# Environmental Consulting Startup in Florida



## rkn4569 (Jun 19, 2011)

Is anyone interested in attempting a startup environmental consulting company in central Florida?

Does anyone have any advice for someone wishing to start a consulting company?

Is there a resource to find retired engineers that may have this type of experience?


----------



## Guest (Jun 20, 2011)

rkn4569 said:


> Is anyone interested in attempting a startup environmental consulting company in central Florida?


What type of environmental consulting are you looking to do?



rkn4569 said:


> Does anyone have any advice for someone wishing to start a consulting company?


Have you looked into the Errors &amp; Omissions insurance?
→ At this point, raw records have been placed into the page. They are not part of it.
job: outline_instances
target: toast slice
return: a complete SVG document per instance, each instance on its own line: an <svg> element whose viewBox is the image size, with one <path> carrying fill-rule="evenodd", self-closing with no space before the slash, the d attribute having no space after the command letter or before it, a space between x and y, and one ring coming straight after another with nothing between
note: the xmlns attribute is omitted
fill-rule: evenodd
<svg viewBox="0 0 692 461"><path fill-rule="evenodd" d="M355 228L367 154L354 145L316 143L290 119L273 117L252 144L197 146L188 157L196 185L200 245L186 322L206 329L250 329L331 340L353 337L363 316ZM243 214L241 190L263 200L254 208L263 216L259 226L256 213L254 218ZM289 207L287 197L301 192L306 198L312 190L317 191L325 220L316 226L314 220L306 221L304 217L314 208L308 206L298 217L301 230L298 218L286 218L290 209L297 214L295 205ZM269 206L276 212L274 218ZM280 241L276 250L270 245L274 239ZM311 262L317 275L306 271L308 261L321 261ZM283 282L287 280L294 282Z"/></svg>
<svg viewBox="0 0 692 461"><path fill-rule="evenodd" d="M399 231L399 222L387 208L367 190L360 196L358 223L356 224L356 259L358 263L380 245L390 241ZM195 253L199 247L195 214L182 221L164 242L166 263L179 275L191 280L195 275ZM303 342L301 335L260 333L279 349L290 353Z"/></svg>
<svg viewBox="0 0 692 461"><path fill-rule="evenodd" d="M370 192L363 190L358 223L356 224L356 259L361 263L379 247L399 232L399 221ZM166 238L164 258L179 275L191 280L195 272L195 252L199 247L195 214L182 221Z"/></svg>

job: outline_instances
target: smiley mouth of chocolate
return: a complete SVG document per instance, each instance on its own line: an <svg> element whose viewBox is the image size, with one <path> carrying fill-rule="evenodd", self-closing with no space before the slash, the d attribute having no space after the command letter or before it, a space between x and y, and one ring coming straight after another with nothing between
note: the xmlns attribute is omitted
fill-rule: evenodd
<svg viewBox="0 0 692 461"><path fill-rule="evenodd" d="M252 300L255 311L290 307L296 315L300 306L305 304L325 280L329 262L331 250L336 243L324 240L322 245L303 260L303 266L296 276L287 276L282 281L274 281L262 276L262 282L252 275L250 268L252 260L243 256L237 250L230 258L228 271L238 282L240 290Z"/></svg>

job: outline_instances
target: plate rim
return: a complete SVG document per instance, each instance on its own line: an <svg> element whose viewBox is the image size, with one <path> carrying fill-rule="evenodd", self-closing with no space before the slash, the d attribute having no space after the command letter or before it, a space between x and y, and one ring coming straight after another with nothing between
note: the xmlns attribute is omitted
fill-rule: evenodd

I was going to work independently in Florida as an environmental consultant and it seemed, at least on an individual basis, that I would have to bring in something on the order of $150k in order to have a marginal return.

Have you considered that one of your major payor sources (State/Federal Govt) has dramatically reduced the annual contract budget for many of it's programs?



rkn4569 said:


> Is there a resource to find retired engineers that may have this type of experience?


Florida DEP - RETAP

Florida Retired Engineers Professional

JR


----------



## envirotex (Jun 20, 2011)

What kind of engineering?


----------



## D-Day (Jun 30, 2011)

Stormwater management? I'm in.


----------



## Wyatt72 (Jul 1, 2011)

rkn4569 said:


> Is anyone interested in attempting a startup environmental consulting company in central Florida?
> Does anyone have any advice for someone wishing to start a consulting company?
> 
> Is there a resource to find retired engineers that may have this type of experience?


Im in. Shoot me an email.


----------